Prothèses mammaires : la transparence, ça c’est tendance

 

Fini le « plus blanc que blanc ». L’heure est à la lumière, toute la lumière, la vérité, la vérité vraie. La  transparence la plus totale ou le translucide ?

Une première, une de plus. Le président de la République a pris la parole dans l’affaire/scandale des prothèses mammaires. Il a parlé et il a promis « la transparence la plus totale ». Plus précisément, dans un entretien accordé à l’hebdomadaire médical Le Généraliste il a déclaré : « Nous sommes totalement déterminés à ce que toutes les responsabilités soient identifiées. C’est le sens des enquêtes qu’a demandées Xavier Bertrand et sur lesquelles nous ferons la transparence la plus totale. Il semble, à ce stade, que nous sommes en face d’une tromperie manifeste qui dépasse les frontières de notre pays. La justice est saisie ». 
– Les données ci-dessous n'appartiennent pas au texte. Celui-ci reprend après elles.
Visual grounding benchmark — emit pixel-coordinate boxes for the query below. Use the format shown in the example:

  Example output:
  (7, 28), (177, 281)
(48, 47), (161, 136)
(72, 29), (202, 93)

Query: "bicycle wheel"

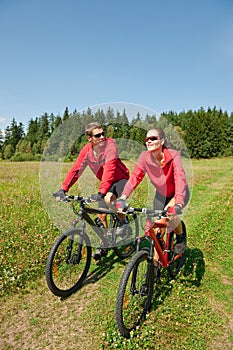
(114, 214), (139, 259)
(115, 250), (154, 338)
(168, 221), (186, 278)
(46, 229), (91, 297)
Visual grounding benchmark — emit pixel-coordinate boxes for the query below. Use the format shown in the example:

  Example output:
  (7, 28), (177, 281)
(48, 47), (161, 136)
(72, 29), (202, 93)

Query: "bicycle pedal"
(93, 248), (102, 261)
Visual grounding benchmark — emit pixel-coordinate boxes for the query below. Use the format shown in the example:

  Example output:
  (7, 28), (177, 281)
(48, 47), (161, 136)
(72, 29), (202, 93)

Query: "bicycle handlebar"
(53, 195), (177, 217)
(125, 207), (168, 217)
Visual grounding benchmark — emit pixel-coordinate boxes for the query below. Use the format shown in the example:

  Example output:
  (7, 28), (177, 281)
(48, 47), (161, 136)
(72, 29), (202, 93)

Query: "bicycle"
(115, 208), (186, 338)
(45, 196), (139, 297)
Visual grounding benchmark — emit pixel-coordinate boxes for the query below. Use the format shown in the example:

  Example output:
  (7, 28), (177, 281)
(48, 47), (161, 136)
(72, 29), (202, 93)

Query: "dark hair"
(85, 122), (102, 136)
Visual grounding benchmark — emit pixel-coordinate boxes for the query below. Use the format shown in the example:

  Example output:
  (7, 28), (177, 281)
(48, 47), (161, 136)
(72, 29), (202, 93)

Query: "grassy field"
(0, 158), (233, 350)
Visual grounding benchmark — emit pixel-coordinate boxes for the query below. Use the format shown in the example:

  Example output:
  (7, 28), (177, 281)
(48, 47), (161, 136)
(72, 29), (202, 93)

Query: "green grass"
(0, 158), (233, 350)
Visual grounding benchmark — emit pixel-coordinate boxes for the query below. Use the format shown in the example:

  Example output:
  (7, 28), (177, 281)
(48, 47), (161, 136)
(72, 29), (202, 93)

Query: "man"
(55, 122), (129, 258)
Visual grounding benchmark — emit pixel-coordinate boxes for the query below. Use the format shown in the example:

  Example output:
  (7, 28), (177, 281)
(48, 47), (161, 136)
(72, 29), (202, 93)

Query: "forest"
(0, 107), (233, 161)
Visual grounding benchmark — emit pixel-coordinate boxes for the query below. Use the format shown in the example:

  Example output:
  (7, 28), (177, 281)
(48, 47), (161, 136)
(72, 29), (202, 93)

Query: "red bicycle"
(115, 208), (186, 338)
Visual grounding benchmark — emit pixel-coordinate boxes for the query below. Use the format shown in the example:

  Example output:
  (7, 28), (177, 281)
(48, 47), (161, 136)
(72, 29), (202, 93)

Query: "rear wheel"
(114, 214), (139, 259)
(168, 221), (187, 278)
(116, 250), (154, 338)
(46, 229), (91, 297)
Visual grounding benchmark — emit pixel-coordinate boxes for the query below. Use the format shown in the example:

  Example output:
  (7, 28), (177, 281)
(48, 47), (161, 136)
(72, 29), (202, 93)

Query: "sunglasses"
(91, 131), (105, 139)
(146, 136), (159, 142)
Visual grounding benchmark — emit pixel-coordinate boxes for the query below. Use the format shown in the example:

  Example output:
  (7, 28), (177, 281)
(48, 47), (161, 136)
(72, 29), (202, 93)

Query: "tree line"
(0, 107), (233, 161)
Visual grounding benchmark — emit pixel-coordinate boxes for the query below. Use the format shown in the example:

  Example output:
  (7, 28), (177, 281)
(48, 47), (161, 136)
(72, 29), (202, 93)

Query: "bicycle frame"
(137, 216), (178, 267)
(69, 199), (116, 247)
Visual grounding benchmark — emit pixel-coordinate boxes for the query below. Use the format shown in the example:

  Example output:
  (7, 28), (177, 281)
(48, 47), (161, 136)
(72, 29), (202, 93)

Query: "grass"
(0, 158), (233, 350)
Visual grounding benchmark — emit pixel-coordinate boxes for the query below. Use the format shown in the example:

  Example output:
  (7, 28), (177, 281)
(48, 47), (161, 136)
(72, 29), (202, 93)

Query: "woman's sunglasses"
(146, 136), (159, 142)
(92, 131), (105, 139)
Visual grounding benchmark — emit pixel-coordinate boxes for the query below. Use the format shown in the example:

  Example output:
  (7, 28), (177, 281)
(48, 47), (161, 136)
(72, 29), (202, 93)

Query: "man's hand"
(167, 204), (183, 215)
(115, 199), (128, 213)
(53, 188), (66, 202)
(91, 192), (105, 202)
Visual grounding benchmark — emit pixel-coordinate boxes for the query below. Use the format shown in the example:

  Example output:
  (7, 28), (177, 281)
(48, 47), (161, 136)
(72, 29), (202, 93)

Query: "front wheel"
(46, 229), (91, 297)
(116, 250), (154, 338)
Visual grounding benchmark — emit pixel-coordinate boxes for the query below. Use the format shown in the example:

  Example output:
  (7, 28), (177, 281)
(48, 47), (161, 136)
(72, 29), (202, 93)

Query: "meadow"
(0, 157), (233, 350)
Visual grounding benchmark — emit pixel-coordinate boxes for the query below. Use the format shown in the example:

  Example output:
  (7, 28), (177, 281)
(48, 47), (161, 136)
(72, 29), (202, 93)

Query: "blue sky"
(0, 0), (233, 130)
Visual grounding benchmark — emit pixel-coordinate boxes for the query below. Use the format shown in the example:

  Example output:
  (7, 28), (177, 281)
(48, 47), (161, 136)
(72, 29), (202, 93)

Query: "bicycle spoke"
(46, 230), (91, 297)
(116, 251), (154, 337)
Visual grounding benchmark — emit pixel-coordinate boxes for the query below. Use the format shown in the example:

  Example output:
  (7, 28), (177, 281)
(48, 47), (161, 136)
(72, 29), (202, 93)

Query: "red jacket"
(122, 148), (187, 205)
(62, 138), (129, 194)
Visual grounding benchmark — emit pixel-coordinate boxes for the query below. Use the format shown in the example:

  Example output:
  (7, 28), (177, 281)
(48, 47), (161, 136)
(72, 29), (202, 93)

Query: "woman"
(117, 128), (189, 254)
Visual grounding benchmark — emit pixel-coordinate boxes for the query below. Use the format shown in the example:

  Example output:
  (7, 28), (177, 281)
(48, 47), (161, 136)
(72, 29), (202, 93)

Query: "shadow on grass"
(152, 247), (205, 310)
(83, 250), (128, 286)
(60, 250), (128, 301)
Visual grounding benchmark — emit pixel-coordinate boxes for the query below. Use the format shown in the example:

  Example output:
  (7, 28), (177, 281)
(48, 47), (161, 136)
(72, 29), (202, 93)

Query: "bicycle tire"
(46, 229), (92, 297)
(113, 214), (139, 260)
(115, 250), (154, 338)
(168, 221), (187, 279)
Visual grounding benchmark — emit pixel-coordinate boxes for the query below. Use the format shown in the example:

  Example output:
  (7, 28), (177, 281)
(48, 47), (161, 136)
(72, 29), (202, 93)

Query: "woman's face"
(146, 130), (164, 152)
(87, 128), (106, 147)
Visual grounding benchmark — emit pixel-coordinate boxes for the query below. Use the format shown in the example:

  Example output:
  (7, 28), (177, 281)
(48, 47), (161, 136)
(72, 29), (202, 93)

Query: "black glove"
(53, 188), (66, 201)
(91, 192), (105, 202)
(115, 199), (128, 211)
(174, 204), (183, 215)
(167, 204), (183, 215)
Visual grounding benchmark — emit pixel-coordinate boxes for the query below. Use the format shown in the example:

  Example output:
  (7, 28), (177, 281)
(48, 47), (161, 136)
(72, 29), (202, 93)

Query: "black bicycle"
(46, 196), (139, 297)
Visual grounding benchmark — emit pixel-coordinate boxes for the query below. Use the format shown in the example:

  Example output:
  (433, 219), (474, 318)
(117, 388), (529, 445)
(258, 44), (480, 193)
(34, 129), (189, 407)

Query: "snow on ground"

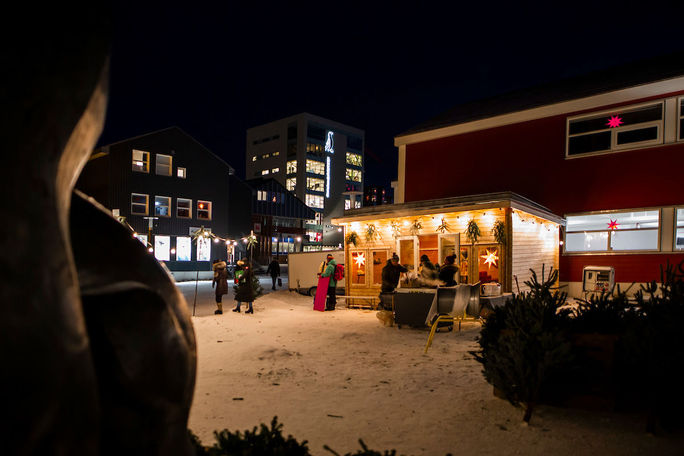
(180, 279), (684, 456)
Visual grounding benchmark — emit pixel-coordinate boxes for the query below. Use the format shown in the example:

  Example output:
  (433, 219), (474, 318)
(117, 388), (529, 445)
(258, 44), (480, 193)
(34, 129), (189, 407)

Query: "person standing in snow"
(233, 263), (256, 314)
(321, 253), (337, 310)
(266, 258), (280, 290)
(211, 260), (228, 315)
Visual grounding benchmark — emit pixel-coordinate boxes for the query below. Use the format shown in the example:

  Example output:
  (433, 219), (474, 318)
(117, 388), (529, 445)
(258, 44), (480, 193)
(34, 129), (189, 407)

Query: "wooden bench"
(336, 295), (380, 310)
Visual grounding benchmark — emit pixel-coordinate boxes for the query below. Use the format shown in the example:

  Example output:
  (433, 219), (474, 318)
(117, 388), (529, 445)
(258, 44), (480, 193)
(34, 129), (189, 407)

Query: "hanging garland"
(492, 220), (506, 245)
(409, 218), (423, 236)
(466, 219), (482, 244)
(344, 231), (359, 247)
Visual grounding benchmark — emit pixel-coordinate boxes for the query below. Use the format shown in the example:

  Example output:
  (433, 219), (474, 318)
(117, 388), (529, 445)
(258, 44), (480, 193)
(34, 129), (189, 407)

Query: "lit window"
(566, 102), (663, 157)
(564, 210), (660, 252)
(131, 193), (149, 215)
(197, 200), (211, 220)
(347, 152), (363, 166)
(675, 209), (684, 250)
(154, 196), (171, 217)
(345, 168), (361, 182)
(154, 234), (171, 261)
(176, 198), (192, 218)
(155, 154), (173, 176)
(306, 193), (324, 209)
(176, 236), (192, 261)
(306, 159), (325, 176)
(133, 149), (150, 173)
(306, 177), (325, 192)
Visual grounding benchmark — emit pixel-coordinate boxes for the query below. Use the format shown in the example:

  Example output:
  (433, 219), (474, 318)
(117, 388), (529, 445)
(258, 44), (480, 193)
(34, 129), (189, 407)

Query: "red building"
(395, 53), (684, 296)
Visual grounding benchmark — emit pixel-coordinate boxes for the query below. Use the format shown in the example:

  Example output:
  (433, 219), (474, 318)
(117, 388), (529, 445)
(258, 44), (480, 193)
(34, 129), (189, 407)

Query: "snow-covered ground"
(179, 278), (684, 456)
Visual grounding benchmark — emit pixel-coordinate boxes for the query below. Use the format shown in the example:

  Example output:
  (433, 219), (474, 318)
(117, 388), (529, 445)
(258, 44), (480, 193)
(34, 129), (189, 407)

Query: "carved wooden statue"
(0, 7), (196, 455)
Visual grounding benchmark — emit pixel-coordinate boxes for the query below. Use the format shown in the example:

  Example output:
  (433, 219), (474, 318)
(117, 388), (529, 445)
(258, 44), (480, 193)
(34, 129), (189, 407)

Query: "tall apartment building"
(245, 113), (365, 250)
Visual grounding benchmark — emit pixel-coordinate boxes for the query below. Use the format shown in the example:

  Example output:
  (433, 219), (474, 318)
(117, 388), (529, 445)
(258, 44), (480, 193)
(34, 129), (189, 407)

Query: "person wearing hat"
(321, 253), (337, 310)
(439, 255), (458, 287)
(380, 253), (408, 293)
(418, 255), (439, 281)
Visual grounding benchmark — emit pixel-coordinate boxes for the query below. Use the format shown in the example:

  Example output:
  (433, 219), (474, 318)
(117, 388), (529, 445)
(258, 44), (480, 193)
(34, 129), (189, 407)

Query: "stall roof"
(332, 192), (565, 225)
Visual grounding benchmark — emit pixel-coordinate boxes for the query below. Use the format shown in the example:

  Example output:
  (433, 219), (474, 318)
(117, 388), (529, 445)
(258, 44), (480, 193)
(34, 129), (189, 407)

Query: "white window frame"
(154, 195), (171, 217)
(565, 99), (666, 160)
(195, 200), (214, 220)
(131, 149), (150, 174)
(131, 193), (150, 215)
(563, 207), (664, 255)
(176, 198), (192, 219)
(154, 154), (173, 176)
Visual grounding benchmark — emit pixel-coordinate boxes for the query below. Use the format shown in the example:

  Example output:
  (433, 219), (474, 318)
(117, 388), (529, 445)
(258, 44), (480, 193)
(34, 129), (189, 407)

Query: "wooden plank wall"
(512, 210), (559, 292)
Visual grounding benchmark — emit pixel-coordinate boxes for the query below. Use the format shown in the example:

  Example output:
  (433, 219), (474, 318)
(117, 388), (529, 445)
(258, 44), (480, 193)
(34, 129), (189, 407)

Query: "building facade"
(245, 113), (365, 248)
(247, 178), (315, 264)
(76, 127), (251, 279)
(395, 54), (684, 296)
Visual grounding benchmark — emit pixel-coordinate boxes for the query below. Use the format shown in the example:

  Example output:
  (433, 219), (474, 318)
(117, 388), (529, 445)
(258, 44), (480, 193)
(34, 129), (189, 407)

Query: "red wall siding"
(405, 100), (684, 282)
(559, 253), (684, 284)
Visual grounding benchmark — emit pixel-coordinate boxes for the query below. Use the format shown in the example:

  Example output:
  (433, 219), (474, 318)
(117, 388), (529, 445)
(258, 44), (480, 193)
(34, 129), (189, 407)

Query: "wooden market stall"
(333, 192), (564, 304)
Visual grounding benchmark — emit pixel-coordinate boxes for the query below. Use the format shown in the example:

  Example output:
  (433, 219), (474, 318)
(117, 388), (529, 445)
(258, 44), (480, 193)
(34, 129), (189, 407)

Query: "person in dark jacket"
(418, 255), (439, 281)
(266, 258), (280, 290)
(380, 253), (408, 293)
(233, 262), (256, 314)
(439, 255), (458, 287)
(211, 260), (228, 315)
(321, 254), (337, 310)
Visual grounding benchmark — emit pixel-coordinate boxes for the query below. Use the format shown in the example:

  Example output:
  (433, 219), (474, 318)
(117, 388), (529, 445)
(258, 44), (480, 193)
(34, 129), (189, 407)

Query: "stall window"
(477, 246), (501, 283)
(197, 200), (211, 220)
(154, 196), (171, 217)
(674, 209), (684, 250)
(349, 250), (366, 285)
(155, 154), (173, 176)
(176, 198), (192, 218)
(371, 250), (389, 285)
(131, 193), (149, 215)
(154, 235), (171, 261)
(418, 234), (439, 264)
(458, 247), (470, 283)
(132, 149), (150, 173)
(176, 236), (192, 261)
(564, 210), (660, 252)
(398, 238), (416, 272)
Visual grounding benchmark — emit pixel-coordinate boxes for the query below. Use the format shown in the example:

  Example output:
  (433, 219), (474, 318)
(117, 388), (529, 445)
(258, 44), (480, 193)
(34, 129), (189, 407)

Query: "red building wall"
(405, 96), (684, 282)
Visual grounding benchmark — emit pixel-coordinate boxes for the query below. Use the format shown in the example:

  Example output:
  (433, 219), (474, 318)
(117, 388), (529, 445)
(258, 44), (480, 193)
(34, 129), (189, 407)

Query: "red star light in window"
(606, 116), (624, 128)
Mots-clés : Tromperie manifeste. Justice saisie. Transparence totale. Transparence ; voilà bien aujourd’hui le mot maître du pouvoir pour ce qui est des affaires en général, des affaires sanitaires en particulier. Et, déjà, les effets d’une redoutable inflation. Pas la transparence seule. Potentiellement démonétisée qui voudrait encore d’elle ? Transparence : ce qui, se laissant aisément traverser par la lumière, permet de distinguer nettement les objets à travers son épaisseur ? Adjectif à la définition redoutable qui ne renvoie qu’à la perception que l’homme peut avoir d’une caractéristique physico-chimique. On pense d’emblée au verre. Mais l’heure n’y est plus. Il faut garantir, au minimum, du cristal. On dirait du translucide si l’on n’avait pris soin de consulter sa définition : qui laisse passer la lumière, sans permettre toutefois de voir nettement les objets à travers son épaisseur. Ainsi les verres dépolis sont-ils translucides. Dépolir ? C’est ôter l’éclat, le poli.  

 Evoquant un abcès pas encore totalement collecté un responsable politique aurait jadis évoqué la nécessité de la justice pour établir la vérité, la vérité vraie. Mais à l’image de la transparence la vérité ne suffit plus. L’urgence est de grimper un peu plus haut, vers les cimes pour atteindre la transparence totale. Non, mieux encore : la transparence la plus totale. Y aurait-il un au-delà ?

Au temps de sa splendeur, l’amuseur Coluche (1944-1986) dynamitait les réclames. Notamment celles pour  lessives. Il avait ainsi moqué le slogan de celle 1 qui promettait aux ménagères de laver plus blanc. Un peu moins blanc que blanc, disait en substance l’amuseur, je connais ; ce doit être quelque chose comme un gris clair. Mais plus blanc que blanc ? Mystère. Un mystère proche de celui de l’immaculé. Dans la même hyperbole optique et surréaliste nous sommes sur le chemin de la transparence ultime, indépassable. Seule promesse susceptible de calmer l’émotion, de cantonner la colère.

 «Scandale PIP: des fabricants jouent la carte de la transparence ». Ainsi est titrée une toute dernière dépêche de l’Agence France Presse (AFP). Des esprits chagrins ne manqueront pas d’observer, pour s’en offusquer, que l’association de transparence avec carte n’est pas des plus heureuses. La carte de la transparence après avoir joué, bien longtemps, celle du pas vu-pas pris ?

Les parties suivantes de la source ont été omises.